Manageable safety and encouraging antitumour responses were presented with MK-1084 monotherapy and combination regimens
Updated data from the phase I, open-label, multicenter KANDLELIT-001 study continued to show a manageable safety profile and an encouraging antitumour activity of the next-generation, selective KRAS G12C-GDP covalent inhibitor MK-1084, as monotherapy or in combination with other therapies, in patients with KRAS G12C-mutant advanced colorectal cancer (CRC). Findings were presented at the ESMO Asia Congress 2025 (Abstract 198MO), and are in line with preliminary data presented previously (J Clin Oncol 2025; 43, 3508-3508).

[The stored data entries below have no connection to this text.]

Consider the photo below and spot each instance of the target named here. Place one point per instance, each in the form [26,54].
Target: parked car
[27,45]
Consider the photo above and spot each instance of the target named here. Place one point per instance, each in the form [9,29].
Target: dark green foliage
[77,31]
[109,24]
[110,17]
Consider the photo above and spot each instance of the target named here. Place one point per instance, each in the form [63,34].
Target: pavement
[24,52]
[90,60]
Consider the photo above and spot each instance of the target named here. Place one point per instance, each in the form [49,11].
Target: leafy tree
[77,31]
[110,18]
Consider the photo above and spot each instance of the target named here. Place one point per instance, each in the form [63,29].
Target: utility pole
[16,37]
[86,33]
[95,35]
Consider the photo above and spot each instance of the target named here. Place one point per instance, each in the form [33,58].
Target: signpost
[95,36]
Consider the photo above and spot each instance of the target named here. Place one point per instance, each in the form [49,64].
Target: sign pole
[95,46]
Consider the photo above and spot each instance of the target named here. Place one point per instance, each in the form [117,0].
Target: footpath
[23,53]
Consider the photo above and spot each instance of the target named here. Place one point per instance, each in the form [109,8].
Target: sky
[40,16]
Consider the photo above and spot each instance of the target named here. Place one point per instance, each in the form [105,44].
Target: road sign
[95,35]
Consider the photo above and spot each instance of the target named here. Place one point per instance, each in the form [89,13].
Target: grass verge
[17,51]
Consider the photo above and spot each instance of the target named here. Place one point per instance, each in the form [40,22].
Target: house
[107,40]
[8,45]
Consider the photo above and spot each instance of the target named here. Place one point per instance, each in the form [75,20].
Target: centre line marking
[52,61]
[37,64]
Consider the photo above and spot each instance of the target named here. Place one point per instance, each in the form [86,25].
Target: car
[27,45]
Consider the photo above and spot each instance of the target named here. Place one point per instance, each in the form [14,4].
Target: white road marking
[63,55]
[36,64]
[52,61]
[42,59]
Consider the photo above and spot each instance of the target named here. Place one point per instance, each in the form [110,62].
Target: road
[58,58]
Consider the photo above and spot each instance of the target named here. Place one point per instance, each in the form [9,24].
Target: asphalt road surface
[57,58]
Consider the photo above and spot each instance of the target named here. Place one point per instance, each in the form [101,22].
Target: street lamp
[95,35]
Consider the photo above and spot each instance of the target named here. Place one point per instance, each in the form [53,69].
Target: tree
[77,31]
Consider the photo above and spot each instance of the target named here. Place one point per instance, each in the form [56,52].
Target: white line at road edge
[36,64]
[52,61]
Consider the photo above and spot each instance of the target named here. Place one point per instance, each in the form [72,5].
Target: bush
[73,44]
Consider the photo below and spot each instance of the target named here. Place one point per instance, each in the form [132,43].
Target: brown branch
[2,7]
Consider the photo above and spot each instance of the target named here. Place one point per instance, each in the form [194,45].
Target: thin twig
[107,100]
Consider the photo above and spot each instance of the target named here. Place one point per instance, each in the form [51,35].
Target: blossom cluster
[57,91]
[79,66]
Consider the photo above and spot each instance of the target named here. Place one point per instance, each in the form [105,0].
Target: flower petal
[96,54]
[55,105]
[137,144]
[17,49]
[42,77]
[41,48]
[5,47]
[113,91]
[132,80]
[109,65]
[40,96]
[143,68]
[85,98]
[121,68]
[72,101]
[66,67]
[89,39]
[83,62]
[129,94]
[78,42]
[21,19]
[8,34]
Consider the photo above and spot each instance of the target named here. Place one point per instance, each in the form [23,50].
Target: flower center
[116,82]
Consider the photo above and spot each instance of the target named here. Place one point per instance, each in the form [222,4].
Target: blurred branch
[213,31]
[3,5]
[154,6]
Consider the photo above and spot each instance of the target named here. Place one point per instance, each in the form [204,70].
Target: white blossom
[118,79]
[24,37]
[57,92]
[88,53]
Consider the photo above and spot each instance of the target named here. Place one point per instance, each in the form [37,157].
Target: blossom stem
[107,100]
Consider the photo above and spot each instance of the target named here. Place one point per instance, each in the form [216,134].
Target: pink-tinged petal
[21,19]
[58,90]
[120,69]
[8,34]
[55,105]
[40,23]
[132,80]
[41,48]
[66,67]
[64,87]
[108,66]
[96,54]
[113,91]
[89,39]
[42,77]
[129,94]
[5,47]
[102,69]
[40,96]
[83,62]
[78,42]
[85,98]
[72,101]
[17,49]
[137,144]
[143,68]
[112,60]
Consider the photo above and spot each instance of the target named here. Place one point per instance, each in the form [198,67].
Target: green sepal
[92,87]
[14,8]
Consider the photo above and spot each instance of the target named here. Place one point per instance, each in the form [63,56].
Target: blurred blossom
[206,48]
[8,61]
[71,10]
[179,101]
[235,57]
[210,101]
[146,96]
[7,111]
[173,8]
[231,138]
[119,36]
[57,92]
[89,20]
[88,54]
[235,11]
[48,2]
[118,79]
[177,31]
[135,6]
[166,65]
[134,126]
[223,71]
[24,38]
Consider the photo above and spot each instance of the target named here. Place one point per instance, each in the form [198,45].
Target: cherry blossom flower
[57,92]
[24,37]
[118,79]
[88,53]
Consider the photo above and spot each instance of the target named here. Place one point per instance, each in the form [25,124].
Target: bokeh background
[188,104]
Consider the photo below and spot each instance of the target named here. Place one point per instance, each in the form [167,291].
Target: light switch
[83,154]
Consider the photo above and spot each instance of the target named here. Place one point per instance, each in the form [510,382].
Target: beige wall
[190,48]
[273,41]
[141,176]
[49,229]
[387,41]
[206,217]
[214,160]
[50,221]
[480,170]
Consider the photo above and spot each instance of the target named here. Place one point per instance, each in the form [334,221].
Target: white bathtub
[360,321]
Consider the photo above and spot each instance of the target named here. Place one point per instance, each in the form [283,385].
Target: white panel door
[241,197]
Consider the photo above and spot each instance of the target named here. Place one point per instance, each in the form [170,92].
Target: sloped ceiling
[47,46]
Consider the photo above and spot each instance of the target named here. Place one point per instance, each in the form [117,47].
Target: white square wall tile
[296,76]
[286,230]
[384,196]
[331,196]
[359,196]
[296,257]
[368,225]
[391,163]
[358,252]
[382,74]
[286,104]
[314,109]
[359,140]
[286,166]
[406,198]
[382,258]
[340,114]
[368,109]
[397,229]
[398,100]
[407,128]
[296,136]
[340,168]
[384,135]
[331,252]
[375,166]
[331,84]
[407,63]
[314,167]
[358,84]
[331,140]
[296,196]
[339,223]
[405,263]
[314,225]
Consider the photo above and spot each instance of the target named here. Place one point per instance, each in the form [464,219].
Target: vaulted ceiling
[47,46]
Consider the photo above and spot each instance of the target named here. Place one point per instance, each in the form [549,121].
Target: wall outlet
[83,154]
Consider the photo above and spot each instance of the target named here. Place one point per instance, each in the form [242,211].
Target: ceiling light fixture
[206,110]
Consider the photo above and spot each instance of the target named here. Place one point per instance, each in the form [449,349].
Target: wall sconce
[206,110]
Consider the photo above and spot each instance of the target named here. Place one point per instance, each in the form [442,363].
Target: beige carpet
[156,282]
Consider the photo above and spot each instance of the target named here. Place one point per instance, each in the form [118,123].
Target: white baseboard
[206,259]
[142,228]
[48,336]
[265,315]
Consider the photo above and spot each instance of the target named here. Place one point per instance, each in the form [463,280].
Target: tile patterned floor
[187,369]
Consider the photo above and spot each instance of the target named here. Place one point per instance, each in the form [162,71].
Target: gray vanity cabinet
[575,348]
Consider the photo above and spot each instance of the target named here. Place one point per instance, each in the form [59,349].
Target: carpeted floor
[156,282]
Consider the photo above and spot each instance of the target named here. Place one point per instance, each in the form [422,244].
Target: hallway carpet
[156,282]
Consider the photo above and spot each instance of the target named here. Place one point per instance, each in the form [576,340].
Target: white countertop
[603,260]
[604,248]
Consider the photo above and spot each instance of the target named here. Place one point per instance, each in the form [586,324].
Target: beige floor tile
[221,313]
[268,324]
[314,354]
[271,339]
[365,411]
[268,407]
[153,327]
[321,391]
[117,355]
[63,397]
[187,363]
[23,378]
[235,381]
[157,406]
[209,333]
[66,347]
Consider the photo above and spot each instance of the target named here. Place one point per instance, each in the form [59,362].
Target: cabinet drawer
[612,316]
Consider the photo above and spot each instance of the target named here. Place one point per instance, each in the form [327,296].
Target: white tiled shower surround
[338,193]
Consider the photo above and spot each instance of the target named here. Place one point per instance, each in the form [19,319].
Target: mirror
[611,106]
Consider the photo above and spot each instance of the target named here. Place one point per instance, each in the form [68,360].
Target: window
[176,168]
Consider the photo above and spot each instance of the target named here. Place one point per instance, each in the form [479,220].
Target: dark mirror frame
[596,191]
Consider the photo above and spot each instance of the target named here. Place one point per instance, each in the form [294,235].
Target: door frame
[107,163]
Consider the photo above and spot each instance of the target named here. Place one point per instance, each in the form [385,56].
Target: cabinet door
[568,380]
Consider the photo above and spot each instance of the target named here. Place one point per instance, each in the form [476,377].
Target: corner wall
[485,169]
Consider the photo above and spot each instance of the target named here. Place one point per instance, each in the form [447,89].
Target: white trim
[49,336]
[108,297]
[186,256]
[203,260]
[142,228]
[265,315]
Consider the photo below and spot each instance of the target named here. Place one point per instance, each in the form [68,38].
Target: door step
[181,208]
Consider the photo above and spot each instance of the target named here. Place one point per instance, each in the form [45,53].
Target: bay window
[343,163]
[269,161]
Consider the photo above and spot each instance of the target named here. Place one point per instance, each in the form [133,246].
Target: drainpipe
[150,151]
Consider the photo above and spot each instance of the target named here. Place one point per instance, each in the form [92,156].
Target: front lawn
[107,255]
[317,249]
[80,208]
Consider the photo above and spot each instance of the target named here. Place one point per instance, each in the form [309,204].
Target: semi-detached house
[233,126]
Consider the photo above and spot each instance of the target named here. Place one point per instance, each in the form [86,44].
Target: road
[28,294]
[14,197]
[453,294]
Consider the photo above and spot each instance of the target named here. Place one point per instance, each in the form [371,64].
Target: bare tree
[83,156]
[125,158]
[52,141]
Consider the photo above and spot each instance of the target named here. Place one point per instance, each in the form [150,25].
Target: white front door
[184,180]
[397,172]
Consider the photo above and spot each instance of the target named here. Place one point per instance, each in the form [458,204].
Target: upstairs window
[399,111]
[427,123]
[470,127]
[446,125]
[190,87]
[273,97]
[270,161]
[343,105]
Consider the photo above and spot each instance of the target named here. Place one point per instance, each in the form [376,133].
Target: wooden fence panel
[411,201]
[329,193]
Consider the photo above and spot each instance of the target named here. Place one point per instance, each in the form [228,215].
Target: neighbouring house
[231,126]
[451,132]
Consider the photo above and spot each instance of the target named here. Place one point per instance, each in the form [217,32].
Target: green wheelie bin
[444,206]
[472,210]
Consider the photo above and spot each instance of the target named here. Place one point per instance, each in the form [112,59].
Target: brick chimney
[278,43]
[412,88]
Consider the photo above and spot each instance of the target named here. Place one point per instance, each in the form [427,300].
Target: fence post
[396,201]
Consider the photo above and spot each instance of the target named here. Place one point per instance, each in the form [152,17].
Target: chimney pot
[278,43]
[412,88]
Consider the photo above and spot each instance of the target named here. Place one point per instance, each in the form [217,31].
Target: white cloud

The study assessed MK-1084 as monotherapy in 58 patients with CRC who had received at least one prior systemic therapy (arm 1+3), in combination with cetuximab in 41 patients with advanced CRC who had received 1-2 prior systemic therapies (arm 5) and in combination with cetuximab and modified FOLFOX6 (oxaliplatin and leucovorin plus 5-fluorouracil) in 33 patients with advanced CRC and no or one prior systemic therapies (arm 6). Dose-limiting toxicities (DLTs) and safety were the primary endpoints.
DLTs occurred in 1 participant in the MK-1084 monotherapy arm and in 2 participants in the combination arm with mFOLFOX6. Grade 3-4 treatment-related adverse events (TRAEs) occurred in 10% of patients in arms 1+3, 17% in arm 5, and 27% in arm 6, leading to treatment discontinuation in 1%, 2%, and 12%, respectively.
Confirmed objective response rate (ORR) was 38% with MK-1084 monotherapy and 46% with MK-1084 plus cetuximab. In the MK-1084 plus cetuximab and chemotherapy arm, ORR was 38% and limited by a short follow-up of median 4.6 months.
While recruitment to both combination regimens is still ongoing in this phase I study, the combination of MK-1084 plus cetuximab and mFOLFOX6 will be investigated against the standard-of-care as first-line treatment in the phase III MK-1084-012/KANDLELIT-012 trial (NCT06997497).